Yesterday I reflected on NFL commissioner Roger Goodell’s annual State of the League press conference in Atlanta from a public-relations standpoint, and wrote a post to call it a win and a loss. After I made my thoughts public, I was asked how I would have advised Goodell to answer questions he likely knew would be asked. Since the presser, he’s been criticized for evading topics, some which frankly, started months prior and were magnified late in the 2018 season, and even the week prior to Super Bowl LIII.
Here are a few ways I think Goodell could have scored a PR win during the NFL’s annual press gathering with Super Bowl media.
Sound and look compassionate when you’re asked lightening-rod questions – Goodell answered reporters’ questions regarding the NFC Championship no-call, Colin Kaepernick’s unemployment and even a press conference cancellation with halftime talent, but he came off as hard, defensive and frustrated when he deflected some of them. As I previously wrote, he didn’t speak to “fans first” and as someone who works in sports and is a fan, I think they should be his priority. Fans are the reason advertisers spend huge dollars with the NFL, why people buy tickets, merchandise, engage with professional football players on their favorite social media platforms and play Madden NFL. Without fans, there’s no league. If I advise Goodell, I suggest that he picture fans from ages 5 to 15 to 35 to 95 immersing themselves in everything NFL, and answer them thoughtfully. Make them believe that they’re the only ones that matter.
As for the missed call, Goodell said he addressed it immediately after the game. He said he spoke with New Orleans Saints coach Sean Payton and owner Gayle Benson privately after the crucial (and still hot topic) no-call against the Rams in the conference championship game. ESPN’s Sal Paolantonio followed with what I’ve heard for two weeks. He said that fans want to hear in Goodell’s own words, what he said to Payton and Benson and what did the commissioner think after the play?
Goodell wouldn’t reveal his conversations with Saints leadership, but said he assured Payton and Benson that he “was committed to doing everything possible to think outside the box and try to come up with a solution.”
Easy peasy. It’s not a bad reply … in fact, one I might advise, along with his admission that he thought it was a big error. An officiating and public relations firestorm could have been put on simmer if Goodell would have said that within 24 hours after the game. And frankly, while a written statement is nice, if he wants to cater to the next generation of fans, he could have recorded a brief video and posted it on NFL’s website and social platforms as well.
Officiating is tough– Many of us have said time and again that officiating most sports is difficult. In football, action comes at you with 200 and 300-plus men at crazy fast speeds. That there were officials near the play demanded that the league’s leader say something before 10 days had passed and he was asked in a public forum.
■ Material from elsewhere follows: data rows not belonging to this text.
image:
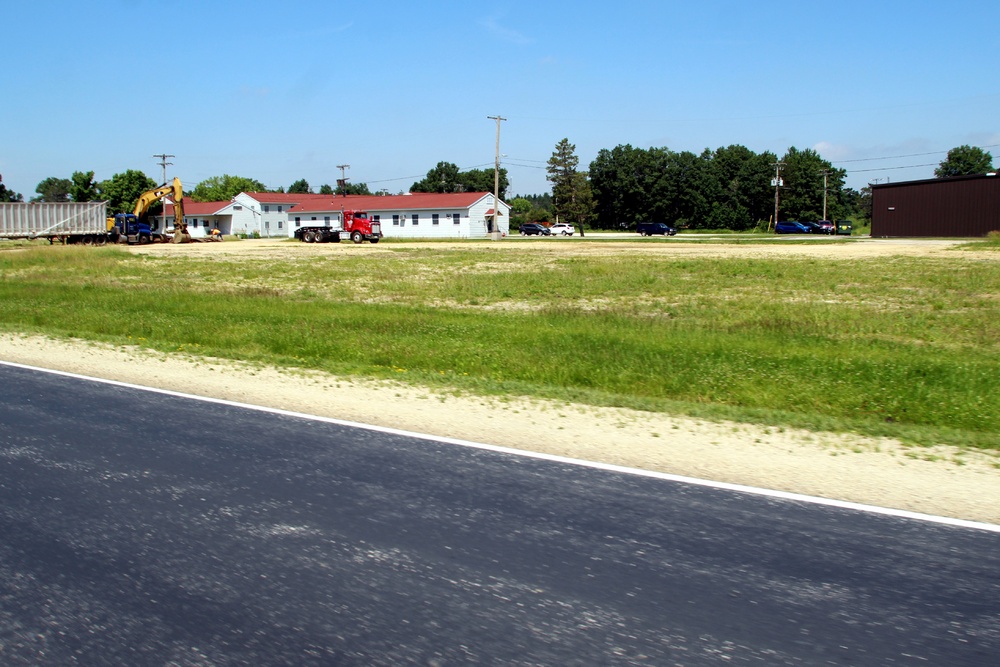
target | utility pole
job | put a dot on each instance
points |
(826, 176)
(342, 181)
(777, 183)
(163, 163)
(496, 184)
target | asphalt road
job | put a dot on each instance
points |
(143, 529)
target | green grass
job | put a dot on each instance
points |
(902, 347)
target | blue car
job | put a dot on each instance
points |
(788, 227)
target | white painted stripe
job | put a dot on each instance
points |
(785, 495)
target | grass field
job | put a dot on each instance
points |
(899, 346)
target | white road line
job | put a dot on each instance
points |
(874, 509)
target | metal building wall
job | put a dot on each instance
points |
(963, 206)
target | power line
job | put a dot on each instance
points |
(896, 157)
(909, 166)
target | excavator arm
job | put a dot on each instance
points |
(172, 190)
(175, 191)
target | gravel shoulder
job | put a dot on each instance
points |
(942, 481)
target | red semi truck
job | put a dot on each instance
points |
(353, 225)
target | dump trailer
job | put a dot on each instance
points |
(353, 225)
(83, 222)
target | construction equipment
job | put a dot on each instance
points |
(133, 228)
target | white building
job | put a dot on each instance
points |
(278, 214)
(417, 215)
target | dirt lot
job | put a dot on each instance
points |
(942, 481)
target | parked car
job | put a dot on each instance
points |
(534, 229)
(789, 227)
(650, 228)
(813, 227)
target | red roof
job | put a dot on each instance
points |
(192, 207)
(412, 201)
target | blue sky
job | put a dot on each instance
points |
(283, 91)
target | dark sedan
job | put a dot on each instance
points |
(534, 229)
(789, 227)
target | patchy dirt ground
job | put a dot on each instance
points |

Dress the part and speak respectfully, too – Goodell, as he’s done the last few years, appeared at the podium dressed in a sport coat without a necktie, but he answered several questions quite the opposite of the vibe he tried to create. I felt that he was condescending at times, certainly defensive. These were questions his staff likely helped him prepare for, but when he was asked some, he answered with a snap. If he softens his delivery, he might enjoy more benefits than doubts.
Does deflection equal deception? You, Joe and Jennifer Fan and media that cover the league be the judge. When asked about why Kaepernick remains unsigned while other players with lesser numbers have, he said that personnel is up to each team. While I don’t think Goodell had any choice other than to answer that way, there are still skeptics that look at the NFL quarterback position comparatively and wonder how, other than threats from the nation’s president and owners unwillingness to stand up to him, could Kaepernick not have been given a chance to compete for a job in the NFL the past two seasons.
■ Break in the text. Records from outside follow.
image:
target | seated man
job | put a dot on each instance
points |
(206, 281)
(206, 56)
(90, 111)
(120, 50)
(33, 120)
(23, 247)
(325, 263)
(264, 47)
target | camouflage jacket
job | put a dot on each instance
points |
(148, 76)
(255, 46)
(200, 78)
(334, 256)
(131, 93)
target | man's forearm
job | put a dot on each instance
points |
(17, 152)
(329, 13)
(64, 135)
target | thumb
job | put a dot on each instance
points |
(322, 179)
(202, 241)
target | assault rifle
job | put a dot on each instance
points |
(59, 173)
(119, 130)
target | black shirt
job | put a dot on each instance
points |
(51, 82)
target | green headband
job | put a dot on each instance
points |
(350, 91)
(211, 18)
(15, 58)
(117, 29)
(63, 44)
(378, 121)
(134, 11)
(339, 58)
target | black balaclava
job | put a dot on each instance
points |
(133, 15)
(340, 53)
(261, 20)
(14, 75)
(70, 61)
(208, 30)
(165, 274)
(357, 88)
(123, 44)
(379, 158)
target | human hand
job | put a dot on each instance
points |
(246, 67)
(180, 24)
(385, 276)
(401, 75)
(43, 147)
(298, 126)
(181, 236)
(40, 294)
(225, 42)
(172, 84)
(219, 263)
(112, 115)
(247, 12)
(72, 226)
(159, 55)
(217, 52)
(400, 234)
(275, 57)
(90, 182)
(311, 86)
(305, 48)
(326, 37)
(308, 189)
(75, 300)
Halftime blast – Goodell suggested that the league, Maroon 5 and sponsor Pepsi wanted to use social media and other means to better reach fans prior to the Super Bowl halftime performance on Sunday instead of the customary pre-show press conference. Maroon 5 vocalist Adam Levine said he had nothing to do with canceling the media gathering, that it was the NFL’s call. PR 101– the truth will set you free and save you from further scrutiny.
Bring on the game – Will Goodell’s rough presence at the podium earlier this week cause people not to watch the Super Bowl? Doubtful. Extremely highly doubtful. This is a great matchup for the NFL, even if some think their teams should be in Atlanta instead of the Rams and Patriots. The press conference and media coverage of it that will live online forever will, however, bring further pause when critics circle. As for the commissioner, I’d suggest he work harder to present himself as a compassionate leader because his audience is millions of people of all races, religions, backgrounds and have varying knowledge of the game. People truly care about their teams and football. Show them the love you have for them.